What did you think of the second half


----------



## PetrB

Burroughs said:


> What did you think of the second half


Consistent with the first... 

P.s. you are not at all alone, nor is this hopeless. A random survey of other works in TC's today's composers will find you in very similar company with others with the same sort of problems they are working to solve or better. It is rather hopeless if you will not believe, after several opinions, that it is best to abandon the current work, and the scale of it, and start afresh, as it were. There is little or nothing to be learned by you from what you have now, or at least those pieces you've presented to us -- while I cannot imagine another piece of yours written lately as being radically different and without these same weaknesses.

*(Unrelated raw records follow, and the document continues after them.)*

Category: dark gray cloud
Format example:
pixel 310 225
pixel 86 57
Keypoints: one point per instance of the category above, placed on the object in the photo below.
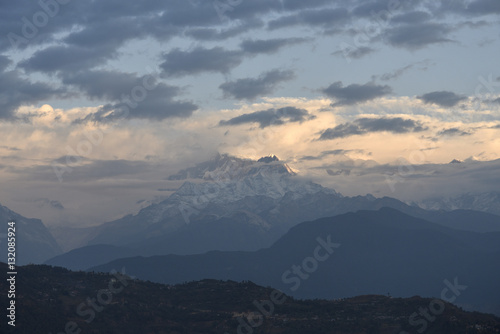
pixel 4 62
pixel 132 96
pixel 484 7
pixel 329 153
pixel 442 98
pixel 9 148
pixel 270 117
pixel 366 125
pixel 16 91
pixel 44 202
pixel 355 93
pixel 411 17
pixel 250 88
pixel 218 34
pixel 67 59
pixel 417 36
pixel 92 169
pixel 294 5
pixel 453 132
pixel 179 63
pixel 421 65
pixel 352 52
pixel 268 46
pixel 326 18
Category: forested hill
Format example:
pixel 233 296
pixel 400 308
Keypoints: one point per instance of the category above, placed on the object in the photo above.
pixel 55 300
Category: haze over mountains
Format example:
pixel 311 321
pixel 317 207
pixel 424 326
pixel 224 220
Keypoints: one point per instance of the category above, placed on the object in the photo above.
pixel 233 204
pixel 241 220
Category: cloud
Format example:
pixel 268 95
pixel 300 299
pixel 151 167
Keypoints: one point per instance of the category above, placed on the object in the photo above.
pixel 67 58
pixel 326 18
pixel 4 62
pixel 271 117
pixel 43 202
pixel 400 71
pixel 411 17
pixel 453 132
pixel 132 96
pixel 354 52
pixel 178 63
pixel 250 88
pixel 442 98
pixel 16 91
pixel 417 36
pixel 268 46
pixel 220 34
pixel 355 93
pixel 484 7
pixel 330 152
pixel 366 125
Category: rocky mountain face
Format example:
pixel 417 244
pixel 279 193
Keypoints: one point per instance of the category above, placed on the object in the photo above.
pixel 367 252
pixel 226 187
pixel 34 243
pixel 233 204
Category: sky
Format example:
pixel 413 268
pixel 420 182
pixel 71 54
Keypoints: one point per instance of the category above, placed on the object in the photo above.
pixel 100 101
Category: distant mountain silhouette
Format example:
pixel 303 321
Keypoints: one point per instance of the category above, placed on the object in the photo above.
pixel 380 252
pixel 127 305
pixel 34 242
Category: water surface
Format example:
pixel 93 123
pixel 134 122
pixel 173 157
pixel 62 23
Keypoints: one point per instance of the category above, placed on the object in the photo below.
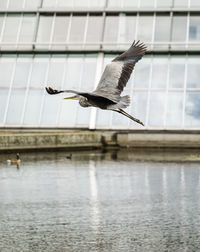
pixel 115 201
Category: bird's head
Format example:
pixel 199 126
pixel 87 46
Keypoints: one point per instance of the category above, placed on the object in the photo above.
pixel 83 101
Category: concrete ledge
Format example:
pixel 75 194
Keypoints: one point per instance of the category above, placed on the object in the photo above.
pixel 162 139
pixel 81 139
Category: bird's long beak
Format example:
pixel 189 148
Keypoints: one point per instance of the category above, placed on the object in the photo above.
pixel 75 97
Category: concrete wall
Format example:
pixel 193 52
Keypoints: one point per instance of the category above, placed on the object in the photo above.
pixel 29 140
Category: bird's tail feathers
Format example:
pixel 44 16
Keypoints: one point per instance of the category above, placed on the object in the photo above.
pixel 124 101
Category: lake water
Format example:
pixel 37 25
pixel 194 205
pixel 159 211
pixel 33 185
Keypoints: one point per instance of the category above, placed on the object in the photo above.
pixel 140 200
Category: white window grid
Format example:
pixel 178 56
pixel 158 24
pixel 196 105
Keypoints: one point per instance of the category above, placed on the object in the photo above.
pixel 93 114
pixel 118 46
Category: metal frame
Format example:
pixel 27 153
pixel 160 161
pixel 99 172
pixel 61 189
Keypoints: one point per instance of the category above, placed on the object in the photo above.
pixel 189 46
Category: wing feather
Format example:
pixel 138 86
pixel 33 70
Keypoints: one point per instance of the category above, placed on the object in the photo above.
pixel 118 72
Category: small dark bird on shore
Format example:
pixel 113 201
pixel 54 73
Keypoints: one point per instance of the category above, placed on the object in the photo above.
pixel 14 161
pixel 69 156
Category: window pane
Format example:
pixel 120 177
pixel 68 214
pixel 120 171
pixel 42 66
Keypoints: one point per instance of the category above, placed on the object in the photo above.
pixel 55 78
pixel 49 3
pixel 27 30
pixel 192 109
pixel 164 3
pixel 32 113
pixel 139 106
pixel 147 3
pixel 127 28
pixel 74 65
pixel 80 3
pixel 83 116
pixel 77 31
pixel 64 3
pixel 50 109
pixel 193 80
pixel 159 72
pixel 103 118
pixel 94 35
pixel 3 4
pixel 194 29
pixel 179 30
pixel 11 30
pixel 44 30
pixel 141 73
pixel 32 4
pixel 13 4
pixel 97 3
pixel 174 109
pixel 156 108
pixel 1 22
pixel 162 30
pixel 130 3
pixel 21 72
pixel 61 27
pixel 89 72
pixel 177 72
pixel 3 101
pixel 39 69
pixel 115 3
pixel 181 3
pixel 145 28
pixel 194 3
pixel 110 34
pixel 15 106
pixel 6 70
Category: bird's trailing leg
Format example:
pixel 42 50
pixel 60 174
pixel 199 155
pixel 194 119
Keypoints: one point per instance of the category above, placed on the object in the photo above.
pixel 121 111
pixel 53 91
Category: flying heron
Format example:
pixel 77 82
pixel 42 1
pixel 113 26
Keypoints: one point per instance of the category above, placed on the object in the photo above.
pixel 107 95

All this you must now evaluate for yourself, and that takes a very cold and hard element of detachment... the most important and difficult of that is not being in love with what you've just made to see it and hear it for what it is, and is not.


----------



## Guest

Jeez PetrB, please make sure you remind me *not* to submit my recently uncompleted 14th Symphony in F# minor (which I am currently busy not writing) to your critical appraisal.


----------



## PetrB

TalkingHead said:


> Jeez PetrB, please make sure you remind me *not* to submit my *recently uncompleted* 14th Symphony in F# minor (which I am currently busy not writing) to your critical appraisal.


*recently uncompleted*
Love it already ;-)


----------



## Guest

Well yes, I have plenty more symphonies where that one (my 14th) came from. All uncompleted (or incomplete, if you prefer) and in various keys. I tend to charge more for key signatures involving more than three flats or sharps. Professional, _innit_?


----------



## PetrB

TalkingHead said:


> Well yes, I have plenty more symphonies where that one (my 14th) came from. All uncompleted (or incomplete, if you prefer) and in various keys. I tend to charge more for key signatures involving more than three flats or sharps. Professional, _innit_?


Of course, one must take into account the time to write more symbols as well as the expense of the additional ink!


----------



## Mahlerian

TalkingHead said:


> Well yes, I have plenty more symphonies where that one (my 14th) came from. All uncompleted (or incomplete, if you prefer) and in various keys. I tend to charge more for key signatures involving more than three flats or sharps. Professional, _innit_?


How much more does C-flat major cost over B?


----------



## Guest

Mahlerian said:


> How much more does C-flat major cost over B?


Now that's a special commission and very costly. Are you asking for 'a friend's price'? If you want a piano work I'll give you a discount. It's 25% more for string instruments. If you want a piano trio, that has to be negotiated first.


----------



## PetrB

zOMG! All those flats... and then double flats. *Oh, the humanity!*


----------



## Guest

No, hon, the 'cost' element is all about the string players having to adapt their playing to the 'fascist' fixed-tuning of the piano. I mean come on, a semitone is never just a semitone, dig?


----------



## Mesa

I don't see what the reason for the cost-per-flats system is, they are easy to finger on string instruments. It's the sharps that cut your fingertips up!


----------



## PetrB

TalkingHead said:


> No, hon, the 'cost' element is all about the string players having to adapt their playing to the 'fascist' fixed-tuning of the piano. I mean come on, a semitone is never just a semitone, dig?


but not adapting to the piano makes for an ensemble sound with very interesting beats, and a fullness of sound because of, no?

Besides we all know a piano is never anywhere near in tune, only compatibly out of tune with itself.


----------